The Virginia Supreme Court on Thursday dismissed a motion from Norfolk’s Commonwealth’s s Attorney’s Office to order the city’s circuit court to dismiss marijuana possession charges.
Commonwealth’s Attorney Greg Underwood has sought to have those cases tossed out. He wrote a letter to judges and city officials in January, informing them his office “will cease prosecuting all misdemeanor marijuana possessions cases and will be to nolle prosequi or dismiss such cases.”
Underwood argued he had the discretion to dismiss the charges.

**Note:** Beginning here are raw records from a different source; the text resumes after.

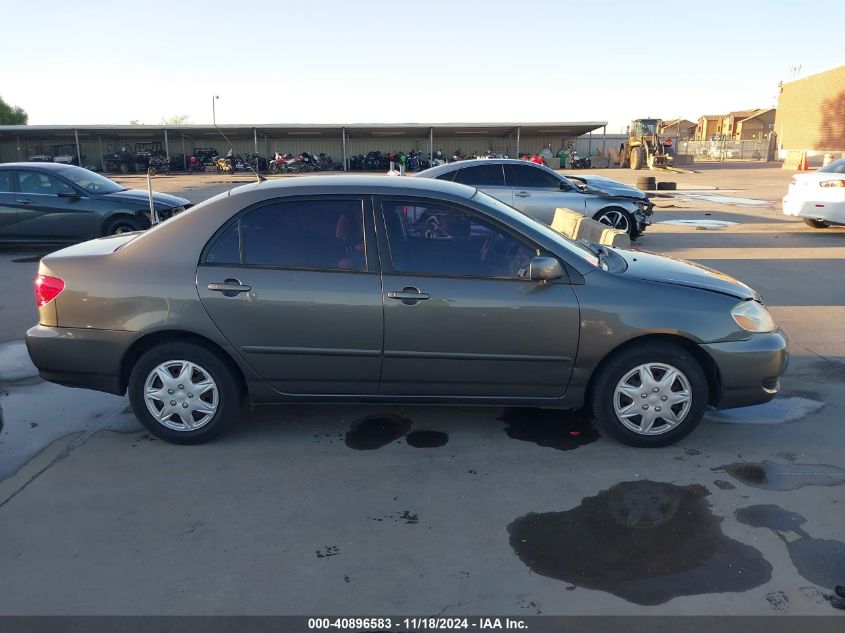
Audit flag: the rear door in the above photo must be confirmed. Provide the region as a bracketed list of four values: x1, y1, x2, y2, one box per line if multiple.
[505, 163, 587, 225]
[197, 196, 383, 395]
[455, 163, 513, 205]
[14, 168, 94, 241]
[0, 169, 18, 240]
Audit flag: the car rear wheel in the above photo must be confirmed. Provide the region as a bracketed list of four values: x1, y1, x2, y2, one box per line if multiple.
[591, 343, 708, 447]
[593, 207, 636, 239]
[804, 218, 830, 229]
[129, 343, 242, 444]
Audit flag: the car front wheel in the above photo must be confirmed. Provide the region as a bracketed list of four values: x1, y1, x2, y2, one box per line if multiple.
[591, 343, 708, 447]
[593, 207, 637, 239]
[129, 342, 242, 444]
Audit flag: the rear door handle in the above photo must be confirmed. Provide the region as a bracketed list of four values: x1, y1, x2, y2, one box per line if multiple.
[387, 287, 431, 305]
[208, 279, 252, 297]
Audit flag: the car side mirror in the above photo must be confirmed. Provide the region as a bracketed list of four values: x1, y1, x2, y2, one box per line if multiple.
[528, 257, 563, 281]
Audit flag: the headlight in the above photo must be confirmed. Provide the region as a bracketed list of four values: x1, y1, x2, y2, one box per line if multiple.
[731, 301, 775, 332]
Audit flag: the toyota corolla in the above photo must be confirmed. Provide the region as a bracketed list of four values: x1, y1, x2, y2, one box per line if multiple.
[27, 176, 787, 446]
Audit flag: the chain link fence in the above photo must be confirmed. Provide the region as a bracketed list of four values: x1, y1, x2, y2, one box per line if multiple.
[678, 139, 773, 162]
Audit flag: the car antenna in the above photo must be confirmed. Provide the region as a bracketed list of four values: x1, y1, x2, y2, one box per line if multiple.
[214, 121, 267, 182]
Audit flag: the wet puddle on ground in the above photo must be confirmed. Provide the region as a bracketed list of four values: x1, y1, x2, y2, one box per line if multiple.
[655, 220, 738, 230]
[499, 409, 601, 451]
[705, 397, 824, 424]
[712, 460, 845, 490]
[508, 481, 772, 605]
[734, 505, 845, 589]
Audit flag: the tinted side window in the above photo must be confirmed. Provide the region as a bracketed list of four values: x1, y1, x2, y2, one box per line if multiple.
[505, 165, 560, 189]
[455, 164, 505, 187]
[241, 200, 367, 270]
[18, 169, 73, 196]
[205, 222, 241, 264]
[382, 201, 536, 279]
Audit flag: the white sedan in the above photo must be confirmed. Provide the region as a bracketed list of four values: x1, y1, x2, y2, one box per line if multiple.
[783, 158, 845, 229]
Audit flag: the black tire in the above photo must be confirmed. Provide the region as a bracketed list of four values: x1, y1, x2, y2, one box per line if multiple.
[637, 176, 657, 191]
[804, 218, 830, 229]
[629, 147, 645, 169]
[589, 343, 709, 448]
[593, 207, 637, 239]
[129, 342, 243, 444]
[103, 215, 149, 235]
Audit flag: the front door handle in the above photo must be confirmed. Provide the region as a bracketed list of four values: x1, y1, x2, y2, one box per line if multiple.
[387, 287, 430, 306]
[208, 279, 252, 297]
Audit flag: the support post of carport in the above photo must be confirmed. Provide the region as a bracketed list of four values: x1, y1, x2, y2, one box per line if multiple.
[73, 130, 82, 167]
[428, 127, 434, 167]
[340, 127, 349, 171]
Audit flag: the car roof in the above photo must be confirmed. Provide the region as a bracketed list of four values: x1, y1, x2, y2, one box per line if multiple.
[229, 175, 476, 198]
[0, 161, 75, 171]
[414, 158, 557, 178]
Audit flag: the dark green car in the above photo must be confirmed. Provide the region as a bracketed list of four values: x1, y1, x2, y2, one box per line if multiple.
[0, 163, 191, 242]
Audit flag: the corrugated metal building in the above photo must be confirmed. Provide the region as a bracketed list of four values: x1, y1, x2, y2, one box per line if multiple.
[775, 66, 845, 156]
[0, 121, 607, 169]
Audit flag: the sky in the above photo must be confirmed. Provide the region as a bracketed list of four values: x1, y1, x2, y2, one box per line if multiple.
[0, 0, 845, 133]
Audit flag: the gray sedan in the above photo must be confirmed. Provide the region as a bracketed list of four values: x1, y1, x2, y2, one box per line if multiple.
[416, 158, 653, 239]
[0, 163, 191, 242]
[27, 176, 787, 446]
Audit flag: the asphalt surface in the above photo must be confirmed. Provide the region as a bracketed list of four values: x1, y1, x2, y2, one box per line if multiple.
[0, 165, 845, 616]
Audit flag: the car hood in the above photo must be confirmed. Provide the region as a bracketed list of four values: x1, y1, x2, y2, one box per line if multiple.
[98, 189, 190, 209]
[614, 249, 762, 301]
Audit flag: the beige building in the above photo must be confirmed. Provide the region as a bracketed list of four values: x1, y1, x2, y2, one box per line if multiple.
[775, 66, 845, 156]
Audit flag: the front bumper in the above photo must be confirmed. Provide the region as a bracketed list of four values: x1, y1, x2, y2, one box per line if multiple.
[783, 196, 845, 224]
[701, 330, 789, 409]
[26, 325, 137, 395]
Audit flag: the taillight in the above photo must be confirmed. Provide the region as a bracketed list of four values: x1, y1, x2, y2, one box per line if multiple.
[35, 275, 65, 308]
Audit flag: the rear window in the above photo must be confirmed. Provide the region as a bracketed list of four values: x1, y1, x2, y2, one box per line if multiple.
[204, 200, 367, 271]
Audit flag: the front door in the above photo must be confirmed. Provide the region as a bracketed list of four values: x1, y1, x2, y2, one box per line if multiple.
[505, 163, 587, 226]
[197, 197, 383, 395]
[14, 169, 94, 241]
[379, 198, 580, 399]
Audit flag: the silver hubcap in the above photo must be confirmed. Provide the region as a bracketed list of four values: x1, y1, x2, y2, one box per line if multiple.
[144, 360, 220, 431]
[598, 211, 628, 232]
[613, 363, 692, 435]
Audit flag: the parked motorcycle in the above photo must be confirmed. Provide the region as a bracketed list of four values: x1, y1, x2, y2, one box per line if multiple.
[569, 151, 593, 169]
[147, 156, 170, 176]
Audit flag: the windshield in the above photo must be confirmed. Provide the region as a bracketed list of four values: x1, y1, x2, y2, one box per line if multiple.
[473, 191, 599, 266]
[819, 158, 845, 174]
[62, 167, 126, 193]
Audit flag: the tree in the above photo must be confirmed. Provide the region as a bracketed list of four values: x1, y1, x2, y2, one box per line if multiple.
[161, 114, 191, 125]
[0, 97, 29, 125]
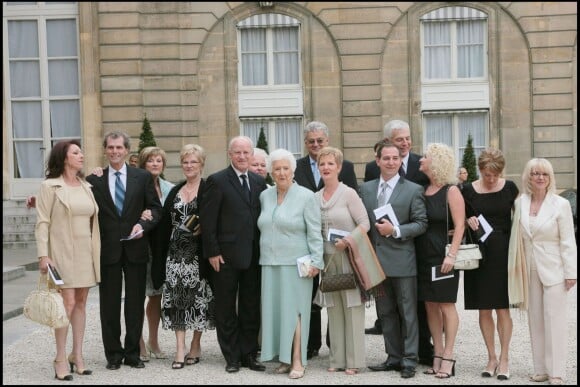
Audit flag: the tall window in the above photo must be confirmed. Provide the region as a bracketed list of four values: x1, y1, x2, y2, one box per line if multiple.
[237, 13, 304, 157]
[421, 7, 487, 81]
[423, 112, 489, 164]
[242, 118, 302, 158]
[3, 2, 81, 178]
[240, 18, 300, 86]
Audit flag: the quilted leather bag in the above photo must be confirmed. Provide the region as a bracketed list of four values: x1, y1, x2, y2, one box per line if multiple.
[23, 275, 69, 328]
[319, 255, 356, 293]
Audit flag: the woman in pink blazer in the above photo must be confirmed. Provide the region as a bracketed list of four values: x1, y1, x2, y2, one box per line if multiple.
[508, 158, 577, 385]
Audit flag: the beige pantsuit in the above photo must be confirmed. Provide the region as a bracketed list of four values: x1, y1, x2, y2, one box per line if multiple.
[528, 270, 568, 379]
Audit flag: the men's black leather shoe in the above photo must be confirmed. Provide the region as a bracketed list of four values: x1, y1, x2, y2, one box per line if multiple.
[125, 359, 145, 368]
[368, 362, 401, 371]
[401, 367, 415, 379]
[365, 327, 383, 335]
[226, 362, 240, 374]
[107, 361, 121, 370]
[242, 355, 266, 371]
[306, 347, 320, 360]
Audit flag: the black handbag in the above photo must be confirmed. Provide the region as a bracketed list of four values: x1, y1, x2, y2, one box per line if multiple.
[319, 254, 356, 293]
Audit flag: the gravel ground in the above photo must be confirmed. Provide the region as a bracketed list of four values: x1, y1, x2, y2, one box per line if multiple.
[2, 276, 578, 385]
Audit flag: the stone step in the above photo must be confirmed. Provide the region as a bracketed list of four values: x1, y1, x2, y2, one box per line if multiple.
[2, 232, 36, 243]
[2, 266, 26, 282]
[2, 223, 36, 234]
[2, 239, 36, 251]
[2, 212, 36, 225]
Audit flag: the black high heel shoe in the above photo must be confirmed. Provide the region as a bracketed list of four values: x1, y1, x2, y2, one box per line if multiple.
[54, 360, 73, 382]
[435, 358, 455, 379]
[423, 355, 443, 375]
[68, 353, 93, 376]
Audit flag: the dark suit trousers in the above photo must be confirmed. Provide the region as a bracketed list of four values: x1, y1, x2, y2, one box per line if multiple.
[375, 277, 419, 367]
[307, 274, 328, 351]
[211, 263, 260, 363]
[99, 253, 147, 363]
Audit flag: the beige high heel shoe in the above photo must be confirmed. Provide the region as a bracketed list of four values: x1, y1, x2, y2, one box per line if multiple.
[54, 359, 73, 382]
[68, 353, 93, 376]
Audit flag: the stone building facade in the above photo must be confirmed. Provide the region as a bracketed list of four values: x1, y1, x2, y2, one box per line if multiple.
[3, 2, 577, 199]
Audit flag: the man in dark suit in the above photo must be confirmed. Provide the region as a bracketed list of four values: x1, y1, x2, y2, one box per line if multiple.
[200, 136, 266, 373]
[294, 121, 358, 359]
[364, 120, 433, 365]
[87, 132, 161, 370]
[360, 143, 427, 378]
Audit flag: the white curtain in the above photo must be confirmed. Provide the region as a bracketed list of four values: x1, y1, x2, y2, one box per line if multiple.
[241, 28, 268, 86]
[457, 20, 485, 78]
[425, 114, 453, 147]
[423, 23, 451, 79]
[273, 27, 299, 85]
[8, 19, 81, 178]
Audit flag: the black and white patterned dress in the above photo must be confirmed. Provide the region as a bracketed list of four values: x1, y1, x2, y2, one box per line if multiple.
[161, 194, 214, 331]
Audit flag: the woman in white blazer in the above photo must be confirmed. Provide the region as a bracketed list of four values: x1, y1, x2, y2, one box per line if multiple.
[510, 158, 577, 385]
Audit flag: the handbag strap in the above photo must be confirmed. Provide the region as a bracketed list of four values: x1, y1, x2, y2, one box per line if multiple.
[445, 185, 473, 244]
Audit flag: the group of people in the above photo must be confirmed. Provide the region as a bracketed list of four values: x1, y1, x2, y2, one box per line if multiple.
[35, 120, 577, 384]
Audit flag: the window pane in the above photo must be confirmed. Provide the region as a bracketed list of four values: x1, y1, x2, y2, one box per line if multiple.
[276, 119, 302, 157]
[241, 28, 268, 86]
[423, 23, 451, 79]
[8, 20, 38, 58]
[10, 61, 40, 98]
[48, 59, 79, 97]
[14, 141, 44, 179]
[425, 114, 453, 147]
[12, 102, 42, 139]
[50, 100, 81, 138]
[273, 27, 299, 85]
[46, 19, 77, 58]
[457, 20, 485, 78]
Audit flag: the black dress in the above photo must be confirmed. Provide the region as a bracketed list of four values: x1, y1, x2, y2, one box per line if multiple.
[415, 185, 459, 303]
[462, 180, 519, 309]
[161, 193, 214, 331]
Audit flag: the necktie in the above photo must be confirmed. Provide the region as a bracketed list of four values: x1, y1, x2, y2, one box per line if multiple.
[115, 171, 125, 216]
[240, 175, 250, 200]
[311, 161, 320, 187]
[399, 164, 406, 177]
[377, 181, 388, 207]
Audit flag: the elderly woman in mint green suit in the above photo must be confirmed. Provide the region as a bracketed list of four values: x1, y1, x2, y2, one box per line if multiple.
[258, 149, 324, 379]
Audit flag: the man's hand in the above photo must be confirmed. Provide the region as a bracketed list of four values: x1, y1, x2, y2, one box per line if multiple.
[375, 218, 395, 237]
[209, 255, 224, 273]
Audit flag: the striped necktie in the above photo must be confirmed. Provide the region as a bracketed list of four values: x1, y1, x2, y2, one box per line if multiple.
[240, 175, 250, 201]
[115, 171, 125, 216]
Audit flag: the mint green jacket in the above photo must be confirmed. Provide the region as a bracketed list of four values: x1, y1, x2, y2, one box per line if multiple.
[258, 183, 324, 269]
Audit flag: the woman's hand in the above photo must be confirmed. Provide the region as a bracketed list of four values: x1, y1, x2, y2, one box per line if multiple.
[465, 216, 479, 231]
[564, 279, 576, 291]
[141, 210, 153, 221]
[334, 238, 346, 251]
[38, 255, 54, 274]
[441, 255, 455, 274]
[308, 266, 320, 278]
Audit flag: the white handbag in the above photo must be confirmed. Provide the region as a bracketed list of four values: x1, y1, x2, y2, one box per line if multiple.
[445, 188, 482, 270]
[23, 275, 69, 328]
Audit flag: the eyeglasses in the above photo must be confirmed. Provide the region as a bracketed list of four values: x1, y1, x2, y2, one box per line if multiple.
[306, 138, 326, 145]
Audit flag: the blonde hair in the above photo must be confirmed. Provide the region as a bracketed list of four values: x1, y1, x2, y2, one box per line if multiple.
[425, 142, 457, 184]
[316, 146, 343, 166]
[184, 144, 205, 167]
[268, 148, 296, 173]
[477, 148, 505, 174]
[522, 158, 556, 195]
[139, 146, 167, 169]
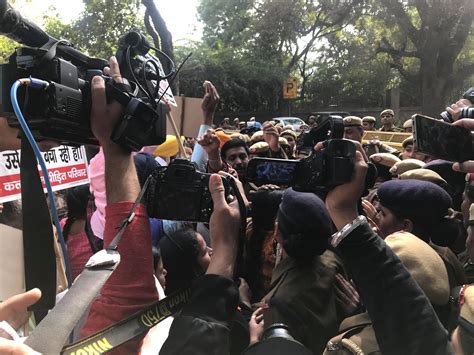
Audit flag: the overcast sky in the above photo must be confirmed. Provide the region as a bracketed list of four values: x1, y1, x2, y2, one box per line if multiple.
[15, 0, 201, 41]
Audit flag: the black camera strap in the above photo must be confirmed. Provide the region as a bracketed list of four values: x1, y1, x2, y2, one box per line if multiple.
[25, 179, 150, 354]
[25, 176, 247, 355]
[61, 181, 247, 355]
[20, 136, 56, 316]
[61, 288, 191, 355]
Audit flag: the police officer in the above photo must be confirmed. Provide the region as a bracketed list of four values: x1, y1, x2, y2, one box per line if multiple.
[379, 109, 402, 132]
[362, 116, 376, 131]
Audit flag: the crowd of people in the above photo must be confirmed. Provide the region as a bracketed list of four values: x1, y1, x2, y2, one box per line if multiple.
[0, 58, 474, 355]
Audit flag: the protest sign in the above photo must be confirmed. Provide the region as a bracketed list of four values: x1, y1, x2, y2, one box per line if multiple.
[0, 146, 89, 202]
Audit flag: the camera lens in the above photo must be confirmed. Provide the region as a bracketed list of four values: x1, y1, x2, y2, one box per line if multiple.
[262, 323, 294, 340]
[440, 111, 453, 123]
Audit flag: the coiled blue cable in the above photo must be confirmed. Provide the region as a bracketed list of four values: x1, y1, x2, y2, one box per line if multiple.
[10, 78, 72, 287]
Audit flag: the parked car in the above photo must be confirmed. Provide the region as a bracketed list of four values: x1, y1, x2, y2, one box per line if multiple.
[272, 117, 305, 131]
[311, 111, 351, 124]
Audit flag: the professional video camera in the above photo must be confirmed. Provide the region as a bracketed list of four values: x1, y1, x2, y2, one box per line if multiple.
[146, 159, 232, 223]
[440, 87, 474, 123]
[0, 0, 170, 151]
[247, 117, 356, 193]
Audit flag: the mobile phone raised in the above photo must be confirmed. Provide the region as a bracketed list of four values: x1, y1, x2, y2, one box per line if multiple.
[413, 115, 473, 162]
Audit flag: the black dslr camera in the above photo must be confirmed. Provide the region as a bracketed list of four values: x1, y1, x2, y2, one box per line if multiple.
[247, 117, 356, 193]
[146, 159, 231, 223]
[440, 86, 474, 123]
[0, 0, 170, 151]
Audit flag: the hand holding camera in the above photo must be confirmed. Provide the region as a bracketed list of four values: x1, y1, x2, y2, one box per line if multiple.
[91, 57, 123, 149]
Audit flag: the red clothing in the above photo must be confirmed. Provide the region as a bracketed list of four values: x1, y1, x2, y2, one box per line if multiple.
[81, 202, 158, 355]
[60, 218, 93, 280]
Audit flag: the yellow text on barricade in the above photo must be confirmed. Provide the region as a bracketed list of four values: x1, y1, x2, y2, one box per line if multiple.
[71, 338, 113, 355]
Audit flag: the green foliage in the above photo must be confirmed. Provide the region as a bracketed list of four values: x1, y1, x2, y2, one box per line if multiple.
[0, 36, 19, 64]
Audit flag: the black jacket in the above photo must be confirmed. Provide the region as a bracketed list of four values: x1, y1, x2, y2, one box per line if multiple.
[338, 224, 453, 355]
[160, 275, 239, 355]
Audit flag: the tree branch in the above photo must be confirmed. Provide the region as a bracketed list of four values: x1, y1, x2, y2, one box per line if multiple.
[375, 37, 420, 59]
[145, 9, 160, 48]
[382, 0, 421, 49]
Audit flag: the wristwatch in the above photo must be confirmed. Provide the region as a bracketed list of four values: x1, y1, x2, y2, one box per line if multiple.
[329, 216, 368, 248]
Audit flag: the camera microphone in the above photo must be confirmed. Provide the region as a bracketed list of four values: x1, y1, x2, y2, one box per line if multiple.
[440, 86, 474, 123]
[0, 0, 52, 47]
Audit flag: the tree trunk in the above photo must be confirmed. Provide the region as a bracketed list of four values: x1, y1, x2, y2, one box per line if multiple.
[142, 0, 179, 95]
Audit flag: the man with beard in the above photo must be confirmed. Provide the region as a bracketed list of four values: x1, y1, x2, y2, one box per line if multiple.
[379, 109, 403, 132]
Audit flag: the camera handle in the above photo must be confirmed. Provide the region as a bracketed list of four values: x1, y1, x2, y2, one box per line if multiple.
[228, 178, 247, 279]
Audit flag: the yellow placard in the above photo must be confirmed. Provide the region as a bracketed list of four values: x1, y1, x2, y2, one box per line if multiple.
[283, 77, 298, 99]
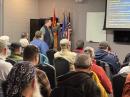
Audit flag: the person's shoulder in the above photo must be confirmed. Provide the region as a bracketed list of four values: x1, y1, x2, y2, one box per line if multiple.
[54, 51, 60, 58]
[0, 60, 13, 69]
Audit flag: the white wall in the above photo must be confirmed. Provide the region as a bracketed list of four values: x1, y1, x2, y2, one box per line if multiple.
[4, 0, 39, 41]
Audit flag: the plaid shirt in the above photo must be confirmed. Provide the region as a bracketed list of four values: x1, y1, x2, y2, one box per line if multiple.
[36, 69, 51, 97]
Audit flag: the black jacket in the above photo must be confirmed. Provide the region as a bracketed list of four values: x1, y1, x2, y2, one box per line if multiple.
[95, 49, 120, 74]
[54, 71, 100, 97]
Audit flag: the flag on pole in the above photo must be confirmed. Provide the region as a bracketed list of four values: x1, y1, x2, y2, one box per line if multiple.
[66, 12, 72, 40]
[52, 9, 58, 49]
[62, 13, 67, 38]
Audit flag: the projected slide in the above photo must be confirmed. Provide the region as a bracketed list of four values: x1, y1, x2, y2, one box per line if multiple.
[106, 0, 130, 28]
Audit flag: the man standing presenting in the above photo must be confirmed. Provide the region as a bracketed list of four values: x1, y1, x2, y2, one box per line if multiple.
[40, 19, 54, 49]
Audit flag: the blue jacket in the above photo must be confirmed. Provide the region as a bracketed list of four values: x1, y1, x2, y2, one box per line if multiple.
[95, 49, 120, 74]
[30, 39, 49, 55]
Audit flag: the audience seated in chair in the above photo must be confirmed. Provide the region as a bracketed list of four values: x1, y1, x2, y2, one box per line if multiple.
[46, 49, 56, 65]
[23, 45, 51, 97]
[112, 73, 127, 97]
[5, 61, 42, 97]
[75, 54, 108, 97]
[51, 55, 101, 97]
[121, 53, 130, 67]
[7, 42, 23, 62]
[54, 39, 76, 70]
[37, 63, 57, 89]
[30, 31, 49, 55]
[122, 74, 130, 97]
[74, 40, 84, 53]
[118, 63, 130, 74]
[39, 53, 49, 65]
[95, 41, 120, 74]
[0, 39, 12, 81]
[54, 57, 70, 77]
[84, 47, 113, 94]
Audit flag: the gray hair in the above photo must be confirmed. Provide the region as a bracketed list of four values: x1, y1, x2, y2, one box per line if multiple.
[84, 46, 95, 58]
[75, 54, 92, 68]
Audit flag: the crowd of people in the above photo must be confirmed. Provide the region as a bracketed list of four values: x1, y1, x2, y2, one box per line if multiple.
[0, 20, 130, 97]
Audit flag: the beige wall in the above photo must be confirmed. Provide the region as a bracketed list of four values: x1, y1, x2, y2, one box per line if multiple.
[4, 0, 39, 41]
[4, 0, 130, 62]
[39, 0, 130, 62]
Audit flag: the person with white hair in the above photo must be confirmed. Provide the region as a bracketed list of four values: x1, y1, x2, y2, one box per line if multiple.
[19, 32, 29, 48]
[0, 35, 10, 46]
[5, 61, 42, 97]
[54, 39, 77, 70]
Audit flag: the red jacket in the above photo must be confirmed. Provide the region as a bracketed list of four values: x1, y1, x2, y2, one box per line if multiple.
[91, 61, 113, 94]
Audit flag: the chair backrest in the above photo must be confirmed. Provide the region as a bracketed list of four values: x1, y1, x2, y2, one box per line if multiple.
[112, 73, 127, 97]
[54, 57, 70, 77]
[37, 64, 57, 89]
[96, 60, 112, 79]
[46, 49, 56, 65]
[6, 58, 17, 65]
[39, 53, 49, 64]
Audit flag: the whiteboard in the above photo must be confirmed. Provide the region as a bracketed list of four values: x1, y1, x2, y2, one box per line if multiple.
[86, 12, 106, 42]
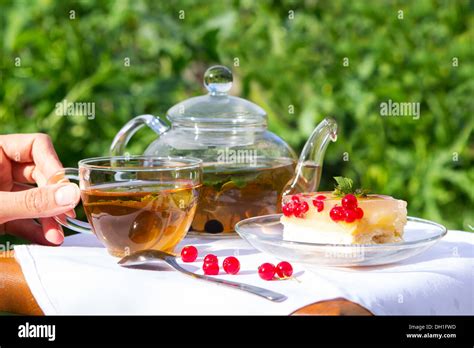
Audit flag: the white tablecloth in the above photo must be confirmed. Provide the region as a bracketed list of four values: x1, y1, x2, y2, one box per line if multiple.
[15, 231, 474, 315]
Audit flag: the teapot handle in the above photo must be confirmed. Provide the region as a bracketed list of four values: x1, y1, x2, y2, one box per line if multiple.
[110, 115, 170, 156]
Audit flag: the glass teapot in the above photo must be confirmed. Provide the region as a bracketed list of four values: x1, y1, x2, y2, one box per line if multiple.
[110, 66, 337, 235]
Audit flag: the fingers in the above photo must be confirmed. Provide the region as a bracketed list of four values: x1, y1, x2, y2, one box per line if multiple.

“The Office already does not prosecute these cases; however, some come to the Office as misdemeanor appeals or when attached to felony charges or misdemeanor charges the Office handles. The Office will cease prosecuting all misdemeanor marijuana possession cases and will move to nolle prosequi or dismiss such cases that fall within our purview,” Underwood wrote in the January letter.
A three-justice panel, in the Thursday ruling said ““As we have explained repeatedly, the act of rendering a binding judgment is a quintessentially judicial function that cannot be compelled…Upon consideration whereof, the Commonwealth’s Attorney’s motions to stay the criminal proceedings in the circuit court are denied.”
Underwood declined interview requests and instead sent an email statement through his spokeswoman, Amanda Howie:
“This legal disagreement was (is) about criminal procedure (protecting the ability of prosecutors to exercise their discretion), not marijuana. The Norfolk Circuit Court had a good faith basis for its position, as did this Office. Seeking a decision from the Virginia Supreme Court was the next appropriate action and Greg Underwood, Norfolk Commonwealth’s Attorney, is pleased to now have the Court’s decision. He’s aware this process generated a significant amount of conversation – by those in criminal justice and the public in general – and he appreciates that those discussions will likely continue going forward.”
“This Office will continue to not pick up cases or withdraw from cases where the sole charge of simple possession of marijuana are appealed to Norfolk Circuit Court. We have never had to handle these cases; we simply just ‘did’ as a matter of practice in Norfolk,” Howie wrote in the email. “Effective March 1, 2019, that changed…”
Underwood in March said his prosecutors would not handle misdemeanor appeals involving pot — when simple possession was the only charge.
“These cases are now handled by the parties involved – defendant/defense attorney, law enforcement officers(s), and judge,” Howie wrote. “This is how the cases are handled in Norfolk General District Court (where this Office hasn’t ever been involved).
“Again, this legal disagreement was (is) about criminal procedure, not marijuana,” Howie wrote.